Case report of rare congenital cardiovascular anomalies associated with truncus arteriosus type 2

• Published in: Heliyon Vol. 8; no. 10; p. e11033
• Main Authors: Alizadeh, Leona S., Koch, Vitali, Grünewald, Leon D., Yel, Ibrahim, Mathies, Daniel, Rauschning, Dominic, Vogl, Thomas J., Booz, Christian
• Format: Journal Article
• Language: English
• Published: Elsevier Ltd 01.10.2022; Elsevier
• Subjects: Cardiovascular diseases; Case Report; Congenital; Fetal heart; Heart defects; Truncus arteriosus; Heart defects; Congenital; Cardiovascular diseases; Fetal heart; Truncus arteriosus
• ISSN: 2405-8440; 2405-8440
• DOI: 10.1016/j.heliyon.2022.e11033

Truncus arteriosus (TA) is a very rare congenital anomaly with complex cardiovascular anatomy and high lethality also due to severe associated anatomical variants and pathologies.

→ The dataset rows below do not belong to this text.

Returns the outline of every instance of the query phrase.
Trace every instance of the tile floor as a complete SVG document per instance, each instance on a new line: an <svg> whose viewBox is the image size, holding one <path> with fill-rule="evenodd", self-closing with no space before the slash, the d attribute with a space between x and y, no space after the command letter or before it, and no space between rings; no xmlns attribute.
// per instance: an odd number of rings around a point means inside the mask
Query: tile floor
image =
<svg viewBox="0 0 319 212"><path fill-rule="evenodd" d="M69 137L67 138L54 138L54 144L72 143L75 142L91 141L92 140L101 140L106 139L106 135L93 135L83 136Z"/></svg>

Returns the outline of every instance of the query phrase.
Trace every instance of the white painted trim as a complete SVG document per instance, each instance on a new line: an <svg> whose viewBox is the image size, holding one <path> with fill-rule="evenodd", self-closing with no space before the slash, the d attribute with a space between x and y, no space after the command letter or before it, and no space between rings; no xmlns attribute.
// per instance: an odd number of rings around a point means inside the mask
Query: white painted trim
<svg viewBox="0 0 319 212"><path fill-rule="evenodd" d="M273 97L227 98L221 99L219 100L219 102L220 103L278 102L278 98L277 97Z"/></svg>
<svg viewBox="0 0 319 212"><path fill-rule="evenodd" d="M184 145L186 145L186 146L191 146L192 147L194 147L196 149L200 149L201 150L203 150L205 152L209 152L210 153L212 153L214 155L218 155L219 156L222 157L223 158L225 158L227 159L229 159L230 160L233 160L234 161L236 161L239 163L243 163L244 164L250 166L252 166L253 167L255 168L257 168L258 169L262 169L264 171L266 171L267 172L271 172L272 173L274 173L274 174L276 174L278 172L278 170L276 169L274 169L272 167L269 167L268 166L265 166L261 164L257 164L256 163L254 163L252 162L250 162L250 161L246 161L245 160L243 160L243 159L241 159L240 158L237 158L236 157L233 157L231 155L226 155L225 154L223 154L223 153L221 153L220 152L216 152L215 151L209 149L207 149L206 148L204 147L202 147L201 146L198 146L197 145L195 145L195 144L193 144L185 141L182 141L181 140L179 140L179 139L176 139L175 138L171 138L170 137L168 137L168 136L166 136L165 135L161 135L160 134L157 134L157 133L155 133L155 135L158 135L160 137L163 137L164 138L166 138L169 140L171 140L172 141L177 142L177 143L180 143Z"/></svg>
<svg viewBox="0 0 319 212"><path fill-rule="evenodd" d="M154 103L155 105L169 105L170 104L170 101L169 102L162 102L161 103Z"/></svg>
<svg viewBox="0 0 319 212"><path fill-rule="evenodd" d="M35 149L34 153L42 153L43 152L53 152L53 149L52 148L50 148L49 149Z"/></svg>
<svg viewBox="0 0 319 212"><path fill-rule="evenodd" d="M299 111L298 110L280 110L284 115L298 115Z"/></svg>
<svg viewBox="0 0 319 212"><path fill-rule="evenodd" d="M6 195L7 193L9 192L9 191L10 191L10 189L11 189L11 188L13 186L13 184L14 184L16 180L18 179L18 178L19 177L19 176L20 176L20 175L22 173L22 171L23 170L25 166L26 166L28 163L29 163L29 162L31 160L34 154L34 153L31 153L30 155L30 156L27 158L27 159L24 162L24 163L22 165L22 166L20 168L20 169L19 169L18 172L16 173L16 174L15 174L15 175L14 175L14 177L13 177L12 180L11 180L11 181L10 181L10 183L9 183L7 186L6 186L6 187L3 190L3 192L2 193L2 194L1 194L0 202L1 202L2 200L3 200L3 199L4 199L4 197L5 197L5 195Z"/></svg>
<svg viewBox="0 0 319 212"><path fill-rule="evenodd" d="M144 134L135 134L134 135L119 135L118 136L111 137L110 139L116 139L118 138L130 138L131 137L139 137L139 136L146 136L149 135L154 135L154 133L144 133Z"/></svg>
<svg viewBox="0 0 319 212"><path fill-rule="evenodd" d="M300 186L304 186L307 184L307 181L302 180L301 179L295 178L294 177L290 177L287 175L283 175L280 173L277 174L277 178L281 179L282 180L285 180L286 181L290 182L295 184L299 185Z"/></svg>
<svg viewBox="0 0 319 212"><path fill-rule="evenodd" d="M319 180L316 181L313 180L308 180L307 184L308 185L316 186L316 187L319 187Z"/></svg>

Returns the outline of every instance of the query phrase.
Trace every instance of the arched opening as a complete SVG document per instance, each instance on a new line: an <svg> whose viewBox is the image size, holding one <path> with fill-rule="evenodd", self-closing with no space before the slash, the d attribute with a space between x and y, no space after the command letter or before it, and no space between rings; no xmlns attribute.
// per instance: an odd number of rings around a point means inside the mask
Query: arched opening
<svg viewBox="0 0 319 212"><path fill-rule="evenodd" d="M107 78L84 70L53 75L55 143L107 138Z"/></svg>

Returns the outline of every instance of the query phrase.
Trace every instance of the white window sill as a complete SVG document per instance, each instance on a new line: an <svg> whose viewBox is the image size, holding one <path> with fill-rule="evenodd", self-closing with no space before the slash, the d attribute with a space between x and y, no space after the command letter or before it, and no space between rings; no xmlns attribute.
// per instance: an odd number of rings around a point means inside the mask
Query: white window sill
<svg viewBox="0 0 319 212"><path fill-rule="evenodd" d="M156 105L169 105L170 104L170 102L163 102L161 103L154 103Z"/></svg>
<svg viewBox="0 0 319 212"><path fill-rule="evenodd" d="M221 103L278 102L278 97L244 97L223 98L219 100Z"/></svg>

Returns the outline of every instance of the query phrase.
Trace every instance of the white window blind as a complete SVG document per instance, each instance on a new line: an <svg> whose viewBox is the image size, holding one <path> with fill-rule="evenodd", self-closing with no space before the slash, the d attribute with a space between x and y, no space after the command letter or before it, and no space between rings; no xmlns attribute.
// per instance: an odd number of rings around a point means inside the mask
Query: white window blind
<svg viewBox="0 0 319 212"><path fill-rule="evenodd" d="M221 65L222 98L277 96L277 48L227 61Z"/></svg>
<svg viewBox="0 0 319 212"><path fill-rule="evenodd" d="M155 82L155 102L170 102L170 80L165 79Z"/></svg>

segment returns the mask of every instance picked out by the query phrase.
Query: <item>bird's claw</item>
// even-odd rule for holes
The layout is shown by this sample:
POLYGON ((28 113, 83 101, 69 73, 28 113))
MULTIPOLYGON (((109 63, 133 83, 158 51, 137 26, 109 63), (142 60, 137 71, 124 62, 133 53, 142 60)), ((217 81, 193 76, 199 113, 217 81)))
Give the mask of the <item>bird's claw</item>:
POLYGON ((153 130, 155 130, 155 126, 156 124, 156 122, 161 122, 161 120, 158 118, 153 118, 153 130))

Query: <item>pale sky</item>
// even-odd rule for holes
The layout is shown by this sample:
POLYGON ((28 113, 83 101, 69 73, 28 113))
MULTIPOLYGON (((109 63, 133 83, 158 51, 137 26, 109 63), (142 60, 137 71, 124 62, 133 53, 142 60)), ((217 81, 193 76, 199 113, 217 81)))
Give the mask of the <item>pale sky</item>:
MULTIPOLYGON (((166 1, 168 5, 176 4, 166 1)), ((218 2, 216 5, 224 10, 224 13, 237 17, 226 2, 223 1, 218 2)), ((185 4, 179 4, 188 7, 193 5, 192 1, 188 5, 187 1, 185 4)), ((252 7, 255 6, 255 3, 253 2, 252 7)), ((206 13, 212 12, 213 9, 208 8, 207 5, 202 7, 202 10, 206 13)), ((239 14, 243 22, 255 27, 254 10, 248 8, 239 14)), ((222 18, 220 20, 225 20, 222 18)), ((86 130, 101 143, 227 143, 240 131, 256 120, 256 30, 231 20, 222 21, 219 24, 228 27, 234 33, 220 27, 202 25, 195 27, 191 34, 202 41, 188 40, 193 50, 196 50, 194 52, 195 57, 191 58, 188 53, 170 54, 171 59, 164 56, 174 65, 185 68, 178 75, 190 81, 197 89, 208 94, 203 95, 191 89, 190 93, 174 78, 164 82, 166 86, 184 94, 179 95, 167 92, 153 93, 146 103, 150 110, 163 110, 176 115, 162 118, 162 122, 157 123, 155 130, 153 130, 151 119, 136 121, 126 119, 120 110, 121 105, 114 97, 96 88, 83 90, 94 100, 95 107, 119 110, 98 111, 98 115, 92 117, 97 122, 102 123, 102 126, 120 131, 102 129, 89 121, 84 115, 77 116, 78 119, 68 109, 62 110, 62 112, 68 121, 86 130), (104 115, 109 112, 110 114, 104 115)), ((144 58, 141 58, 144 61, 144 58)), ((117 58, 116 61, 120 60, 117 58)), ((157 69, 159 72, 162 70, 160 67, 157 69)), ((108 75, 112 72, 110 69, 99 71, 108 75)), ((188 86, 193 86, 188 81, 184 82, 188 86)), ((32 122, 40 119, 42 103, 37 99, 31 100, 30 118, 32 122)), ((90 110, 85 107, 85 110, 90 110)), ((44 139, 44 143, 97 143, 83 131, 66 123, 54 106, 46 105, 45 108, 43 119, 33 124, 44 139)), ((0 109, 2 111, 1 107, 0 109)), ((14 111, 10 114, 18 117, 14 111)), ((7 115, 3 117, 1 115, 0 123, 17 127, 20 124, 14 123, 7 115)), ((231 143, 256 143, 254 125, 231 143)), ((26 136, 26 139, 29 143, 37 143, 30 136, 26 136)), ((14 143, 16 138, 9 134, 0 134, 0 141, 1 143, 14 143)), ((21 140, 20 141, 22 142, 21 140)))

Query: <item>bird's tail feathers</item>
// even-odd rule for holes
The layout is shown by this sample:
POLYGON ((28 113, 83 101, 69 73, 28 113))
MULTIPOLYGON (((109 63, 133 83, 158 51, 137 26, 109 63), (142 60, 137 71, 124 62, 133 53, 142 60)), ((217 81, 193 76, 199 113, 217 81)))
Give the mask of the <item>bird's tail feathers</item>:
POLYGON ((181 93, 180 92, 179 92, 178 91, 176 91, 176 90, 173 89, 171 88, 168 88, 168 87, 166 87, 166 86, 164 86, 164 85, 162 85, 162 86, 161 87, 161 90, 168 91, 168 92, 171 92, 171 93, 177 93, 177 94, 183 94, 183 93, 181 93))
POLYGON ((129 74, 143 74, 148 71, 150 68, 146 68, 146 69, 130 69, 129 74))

As TA has a massive impact on the survival of a newborn and usually has to be surgically treated. Thus, it is of high importance to understand this congenital cardiovascular disease and associated complications, to improve life expectancy and outcome of these patients. We recently came across a newborn female patient with a rare complex case of persistent TA type 2 associated with further complex cardiovascular anomalies, who received a contrast enhanced CT scan on the 3 rd day post-partum, showing complex cardiovascular abnormalities that were ultimately incompatible with life. Truncus arteriosus; Fetal heart; Cardiovascular diseases; Heart defects, Congenital.